Il crée Bayreuth, temple de l'art total (enfin, du Gesamtkunstwerk)

En 1872, la famille Wagner s'installe à Bayreuth, charmante petite bourgade de Franconie, et pose en mai la première pierre de son "Palais des festivals" (Festspielhaus) destiné à accueillir le Ring (sa trilogie avec prologue, composée de L'Or du Rhin, de Siegfried, de la Walkyrie et enfin du Crépuscule des Dieux) en 1876. Il veut alors donner naissance à une idée qu'il a en tête depuis plus de 20 ans : l'« oeuvre d'art totale ».

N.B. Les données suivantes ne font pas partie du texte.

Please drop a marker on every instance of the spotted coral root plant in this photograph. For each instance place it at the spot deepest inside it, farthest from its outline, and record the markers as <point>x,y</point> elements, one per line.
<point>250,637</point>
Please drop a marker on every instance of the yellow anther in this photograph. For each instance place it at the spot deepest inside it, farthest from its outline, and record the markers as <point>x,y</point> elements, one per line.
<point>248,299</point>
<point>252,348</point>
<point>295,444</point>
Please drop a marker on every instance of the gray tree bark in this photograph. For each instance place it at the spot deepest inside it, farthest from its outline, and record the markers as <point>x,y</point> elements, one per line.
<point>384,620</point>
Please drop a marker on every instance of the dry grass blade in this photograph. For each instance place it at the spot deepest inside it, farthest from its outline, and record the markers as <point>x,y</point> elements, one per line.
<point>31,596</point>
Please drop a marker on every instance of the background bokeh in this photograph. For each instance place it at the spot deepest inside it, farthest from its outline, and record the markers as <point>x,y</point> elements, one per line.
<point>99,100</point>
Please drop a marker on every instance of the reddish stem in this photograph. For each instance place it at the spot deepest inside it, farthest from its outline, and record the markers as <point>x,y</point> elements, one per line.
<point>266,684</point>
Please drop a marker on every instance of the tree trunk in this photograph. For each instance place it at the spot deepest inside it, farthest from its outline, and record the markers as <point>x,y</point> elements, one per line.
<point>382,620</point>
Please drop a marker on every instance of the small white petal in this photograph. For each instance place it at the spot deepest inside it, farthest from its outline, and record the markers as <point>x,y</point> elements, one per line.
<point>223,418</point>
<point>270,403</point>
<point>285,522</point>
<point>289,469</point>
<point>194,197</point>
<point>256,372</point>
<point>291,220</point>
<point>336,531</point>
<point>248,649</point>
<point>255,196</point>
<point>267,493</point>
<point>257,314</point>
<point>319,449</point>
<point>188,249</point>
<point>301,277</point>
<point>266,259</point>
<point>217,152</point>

L'oeuvre d'art totale, ou Gesamtkunstwerk dans la langue de Goethe, repose sur l'union intime de la poésie, de la musique, de la danse - jusque là, rien de bien original pour un opéra - mais aussi de l'architecture et de la poésie. Devenu "oeuvre d'art totale", l'opéra wagnérien entre dans le temps du mythe, rompt avec le découpage traditionnel récitatif / aria au profit d'une mélodie infinie dans laquelle l'orchestre joue un rôle primordial. Les près de 15 heures du Ring (eh oui) en témoignent.

Admiré autant que détesté

Si Richard Wagner a profondément inspiré Bruckner, Mahler, ou encore « l'autre Richard », à savoir Richard Strauss, il a aussi sévèrement tapé sur les nerfs de nombreux compositeurs. Claude Debussy se définit un temps wagnérien, avant de parler du compositeur comme d'un « vieil empoisonneur » qui n'a « jamais servi la musique. Il n'a même pas servi l'Allemagne ». Quant à Rossini, une anecdote raconte qu'un de ses élèves le découvrit un jour en train de massacrer l'ouverture de Tannhaüser au piano. Alors que ledit élève s'étonne du résultat, Rossini aurait répondu : « J'ai aussi essayé avec les bonnes notes, mais cela ne sonne pas mieux ».

D'autres, qui le respectaient profondément, se sont également amusés à le parodier. C'est le cas de Gabriel Fauré et d'André Messager dans leurs Souvenirs de Bayreuth, paraphrase facétieuse pour piano de cinq thèmes du Ring. C'est le cas d'Emmanuel Chabrier qui fit de même, quelques années plus tard, avec cinq thèmes de Tristan et Isolde dans Souvenirs de Munich. Ces trois compositeurs tapent très gentiment sur la musique de Wagner, ces pièces pour piano faisant d'ailleurs le régal des Wagnériens eux-mêmes.